Commit Graph

41 Commits

Author SHA1 Message Date
Dan Streetman
137d162c42 add CAP_LINUX_IMMUTABLE to systemd-machined, so it can handle machinectl read-only requests
Without this, the 'machinectl read-only ...' command always fails.
2022-09-16 19:50:52 +01:00
Zbigniew Jędrzejewski-Szmek
059cc610b7 meson: use jinja2 for unit templates
We don't need two (and half) templating systems anymore, yay!

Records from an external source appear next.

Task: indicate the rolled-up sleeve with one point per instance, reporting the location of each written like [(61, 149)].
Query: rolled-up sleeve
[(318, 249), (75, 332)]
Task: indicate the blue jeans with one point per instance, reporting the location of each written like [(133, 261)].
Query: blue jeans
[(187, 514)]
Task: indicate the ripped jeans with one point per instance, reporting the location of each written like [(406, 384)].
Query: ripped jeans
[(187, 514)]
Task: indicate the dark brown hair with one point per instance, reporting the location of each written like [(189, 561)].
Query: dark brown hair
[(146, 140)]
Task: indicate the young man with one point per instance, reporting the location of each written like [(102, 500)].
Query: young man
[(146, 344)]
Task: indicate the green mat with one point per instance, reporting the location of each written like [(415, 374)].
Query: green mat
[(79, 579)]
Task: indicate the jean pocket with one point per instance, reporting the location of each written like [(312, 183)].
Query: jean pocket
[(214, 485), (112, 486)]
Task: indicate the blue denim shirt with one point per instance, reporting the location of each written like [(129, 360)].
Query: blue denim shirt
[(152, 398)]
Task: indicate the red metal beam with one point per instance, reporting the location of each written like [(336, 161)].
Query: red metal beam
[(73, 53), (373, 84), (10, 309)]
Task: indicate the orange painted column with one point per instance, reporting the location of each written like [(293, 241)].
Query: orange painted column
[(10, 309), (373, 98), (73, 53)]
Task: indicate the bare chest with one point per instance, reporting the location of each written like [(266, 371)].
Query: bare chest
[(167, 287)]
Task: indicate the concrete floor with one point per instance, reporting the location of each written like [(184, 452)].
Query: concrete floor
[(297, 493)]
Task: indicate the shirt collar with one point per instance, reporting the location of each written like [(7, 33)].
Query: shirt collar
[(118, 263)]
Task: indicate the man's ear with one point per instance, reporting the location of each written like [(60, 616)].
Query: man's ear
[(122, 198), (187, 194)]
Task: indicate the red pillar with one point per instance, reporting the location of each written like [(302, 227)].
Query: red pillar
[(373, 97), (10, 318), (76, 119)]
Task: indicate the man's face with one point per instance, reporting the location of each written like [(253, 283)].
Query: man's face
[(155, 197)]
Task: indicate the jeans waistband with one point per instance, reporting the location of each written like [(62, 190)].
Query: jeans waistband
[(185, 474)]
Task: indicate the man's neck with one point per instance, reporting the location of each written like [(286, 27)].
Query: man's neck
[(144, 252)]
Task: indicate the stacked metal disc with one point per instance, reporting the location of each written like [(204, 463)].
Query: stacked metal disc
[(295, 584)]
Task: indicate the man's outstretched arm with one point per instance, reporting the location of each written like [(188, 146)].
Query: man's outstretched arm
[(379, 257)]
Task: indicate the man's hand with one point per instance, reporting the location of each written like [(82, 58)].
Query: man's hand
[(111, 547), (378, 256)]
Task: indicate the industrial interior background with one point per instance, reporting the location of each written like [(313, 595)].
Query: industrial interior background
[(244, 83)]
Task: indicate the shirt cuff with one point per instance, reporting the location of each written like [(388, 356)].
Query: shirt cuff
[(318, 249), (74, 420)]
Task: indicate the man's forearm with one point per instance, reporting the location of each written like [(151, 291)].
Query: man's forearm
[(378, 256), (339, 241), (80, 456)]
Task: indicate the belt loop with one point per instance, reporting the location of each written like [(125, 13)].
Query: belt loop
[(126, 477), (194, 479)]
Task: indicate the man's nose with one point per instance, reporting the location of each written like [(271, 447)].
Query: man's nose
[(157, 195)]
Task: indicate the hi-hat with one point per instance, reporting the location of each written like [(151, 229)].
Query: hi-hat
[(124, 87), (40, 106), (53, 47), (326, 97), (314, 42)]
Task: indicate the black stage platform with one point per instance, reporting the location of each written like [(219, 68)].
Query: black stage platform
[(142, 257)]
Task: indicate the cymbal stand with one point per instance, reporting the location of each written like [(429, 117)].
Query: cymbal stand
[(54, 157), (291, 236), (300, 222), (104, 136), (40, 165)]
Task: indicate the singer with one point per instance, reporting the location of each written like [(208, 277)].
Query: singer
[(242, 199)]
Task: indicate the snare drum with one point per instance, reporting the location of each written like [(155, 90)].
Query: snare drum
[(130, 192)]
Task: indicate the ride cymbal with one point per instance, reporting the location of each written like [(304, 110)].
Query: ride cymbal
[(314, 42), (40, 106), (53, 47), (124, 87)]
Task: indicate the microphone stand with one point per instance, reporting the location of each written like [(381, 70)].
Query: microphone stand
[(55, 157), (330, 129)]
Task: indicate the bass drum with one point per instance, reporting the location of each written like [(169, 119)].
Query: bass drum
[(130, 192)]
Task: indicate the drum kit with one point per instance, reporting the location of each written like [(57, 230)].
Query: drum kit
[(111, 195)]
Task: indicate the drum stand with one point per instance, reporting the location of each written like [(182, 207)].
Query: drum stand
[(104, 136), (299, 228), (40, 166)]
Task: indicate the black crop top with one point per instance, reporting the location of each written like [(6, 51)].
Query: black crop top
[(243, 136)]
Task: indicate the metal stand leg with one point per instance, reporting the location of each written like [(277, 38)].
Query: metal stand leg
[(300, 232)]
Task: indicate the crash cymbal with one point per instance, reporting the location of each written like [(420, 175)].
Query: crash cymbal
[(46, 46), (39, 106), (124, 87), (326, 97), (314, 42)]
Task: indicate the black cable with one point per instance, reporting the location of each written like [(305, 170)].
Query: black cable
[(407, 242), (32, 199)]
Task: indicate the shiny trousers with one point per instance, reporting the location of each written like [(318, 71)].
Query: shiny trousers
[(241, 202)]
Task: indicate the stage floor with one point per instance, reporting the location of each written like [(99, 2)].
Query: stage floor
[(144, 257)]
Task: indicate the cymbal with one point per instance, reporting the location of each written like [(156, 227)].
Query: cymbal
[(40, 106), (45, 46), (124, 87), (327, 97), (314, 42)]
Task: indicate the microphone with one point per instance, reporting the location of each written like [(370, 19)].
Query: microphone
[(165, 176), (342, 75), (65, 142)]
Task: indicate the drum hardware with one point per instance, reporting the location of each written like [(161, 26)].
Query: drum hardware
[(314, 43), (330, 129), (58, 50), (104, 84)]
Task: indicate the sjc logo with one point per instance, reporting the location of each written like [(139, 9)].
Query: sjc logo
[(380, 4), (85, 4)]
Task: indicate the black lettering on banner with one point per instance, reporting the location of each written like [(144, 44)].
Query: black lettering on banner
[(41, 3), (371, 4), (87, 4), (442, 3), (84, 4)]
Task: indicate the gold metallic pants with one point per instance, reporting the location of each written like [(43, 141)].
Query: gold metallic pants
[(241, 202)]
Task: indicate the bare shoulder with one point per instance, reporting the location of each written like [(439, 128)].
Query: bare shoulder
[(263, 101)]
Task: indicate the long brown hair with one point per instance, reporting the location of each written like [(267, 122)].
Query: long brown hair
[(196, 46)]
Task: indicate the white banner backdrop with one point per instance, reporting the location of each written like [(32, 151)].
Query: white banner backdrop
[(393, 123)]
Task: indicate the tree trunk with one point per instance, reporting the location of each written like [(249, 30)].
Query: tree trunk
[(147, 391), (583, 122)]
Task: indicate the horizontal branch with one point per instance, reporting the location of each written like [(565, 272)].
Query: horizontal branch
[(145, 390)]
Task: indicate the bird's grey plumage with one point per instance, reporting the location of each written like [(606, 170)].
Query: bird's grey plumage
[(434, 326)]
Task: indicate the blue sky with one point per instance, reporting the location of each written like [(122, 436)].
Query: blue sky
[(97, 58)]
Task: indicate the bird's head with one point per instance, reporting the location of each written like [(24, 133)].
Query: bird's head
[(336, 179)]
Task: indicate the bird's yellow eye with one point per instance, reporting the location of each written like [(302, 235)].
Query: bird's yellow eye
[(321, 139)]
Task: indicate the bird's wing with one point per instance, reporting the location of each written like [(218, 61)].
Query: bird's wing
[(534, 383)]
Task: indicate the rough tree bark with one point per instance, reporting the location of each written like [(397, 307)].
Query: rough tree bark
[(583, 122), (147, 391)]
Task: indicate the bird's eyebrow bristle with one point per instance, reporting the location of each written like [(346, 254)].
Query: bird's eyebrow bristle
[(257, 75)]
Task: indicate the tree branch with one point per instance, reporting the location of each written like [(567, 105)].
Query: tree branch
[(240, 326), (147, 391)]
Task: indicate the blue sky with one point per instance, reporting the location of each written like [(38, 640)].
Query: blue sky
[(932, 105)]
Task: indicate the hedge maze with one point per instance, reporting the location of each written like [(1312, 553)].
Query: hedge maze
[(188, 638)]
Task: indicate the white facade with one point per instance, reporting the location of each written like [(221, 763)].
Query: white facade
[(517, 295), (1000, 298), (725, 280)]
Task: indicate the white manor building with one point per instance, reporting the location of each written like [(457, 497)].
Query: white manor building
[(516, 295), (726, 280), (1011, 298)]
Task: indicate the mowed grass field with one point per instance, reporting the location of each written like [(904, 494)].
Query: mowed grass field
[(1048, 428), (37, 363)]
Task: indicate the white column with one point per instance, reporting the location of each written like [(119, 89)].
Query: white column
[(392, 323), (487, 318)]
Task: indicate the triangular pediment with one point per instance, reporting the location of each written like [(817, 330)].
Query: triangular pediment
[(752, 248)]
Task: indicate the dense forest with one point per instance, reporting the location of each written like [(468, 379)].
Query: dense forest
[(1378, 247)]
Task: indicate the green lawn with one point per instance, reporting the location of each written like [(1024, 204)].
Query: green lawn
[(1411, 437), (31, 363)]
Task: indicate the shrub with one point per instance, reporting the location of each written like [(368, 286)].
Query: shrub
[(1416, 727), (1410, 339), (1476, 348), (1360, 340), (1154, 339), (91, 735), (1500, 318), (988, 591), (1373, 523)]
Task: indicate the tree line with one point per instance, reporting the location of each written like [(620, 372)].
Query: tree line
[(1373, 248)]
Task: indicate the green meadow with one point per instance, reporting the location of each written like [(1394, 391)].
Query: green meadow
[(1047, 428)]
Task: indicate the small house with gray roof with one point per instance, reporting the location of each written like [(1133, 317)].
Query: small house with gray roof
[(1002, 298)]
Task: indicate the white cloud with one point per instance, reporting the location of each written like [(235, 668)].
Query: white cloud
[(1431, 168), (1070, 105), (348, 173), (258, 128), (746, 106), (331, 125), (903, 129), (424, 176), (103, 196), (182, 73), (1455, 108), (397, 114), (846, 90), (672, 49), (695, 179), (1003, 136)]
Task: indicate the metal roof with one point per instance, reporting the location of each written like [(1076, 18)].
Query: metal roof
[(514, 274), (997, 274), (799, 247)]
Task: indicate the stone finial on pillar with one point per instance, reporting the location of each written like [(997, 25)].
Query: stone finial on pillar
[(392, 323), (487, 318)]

I'm keeping the changes minimal, to make the diff manageable. Some enhancements
due to a better templating system might be possible in the future.

For handling of '## ' — see the next commit.
2021-05-19 10:24:43 +09:00
Yu Watanabe
db9ecf0501 license: LGPL-2.1+ -> LGPL-2.1-or-later 2020-11-09 13:23:58 +09:00
Zbigniew Jędrzejewski-Szmek
21006e0e3e man,units: link to the new dbus-api man pages 2020-09-30 10:30:03 +02:00
Guillaume Douézan-Grard
f4665664c4 units: disable ProtectKernelLogs for machined
machined needs access to the host mount namespace to propagate bind
mounts created with the "machinectl bind" command. However, the
"ProtectKernelLogs" directive relies on mount namespaces to make the
kernel ring buffer inaccessible. This commit removes the
"ProtectKernelLogs=yes" directive from machined service file introduced
in 6168ae5.

Closes #14559.
2020-03-02 14:49:14 +09:00
Kevin Kuehler
6168ae5840 units: set ProtectKernelLogs=yes on relevant units
We set ProtectKernelLogs=yes on all long running services except for
udevd, since it accesses /dev/kmsg, and journald, since it calls syslog
and accesses /dev/kmsg.
2019-11-15 00:59:54 -08:00
Zbigniew Jędrzejewski-Szmek
21d0dd5a89 meson: allow WatchdogSec= in services to be configured
As discussed on systemd-devel [1], in Fedora we get lots of abrt reports
about the watchdog firing [2], but 100% of them seem to be caused by resource
starvation in the machine, and never actual deadlocks in the services being
monitored. Killing the services not only does not improve anything, but it
makes the resource starvation worse, because the service needs cycles to restart,
and coredump processing is also fairly expensive. This adds a configuration option
to allow the value to be changed. If the setting is not set, there is no change.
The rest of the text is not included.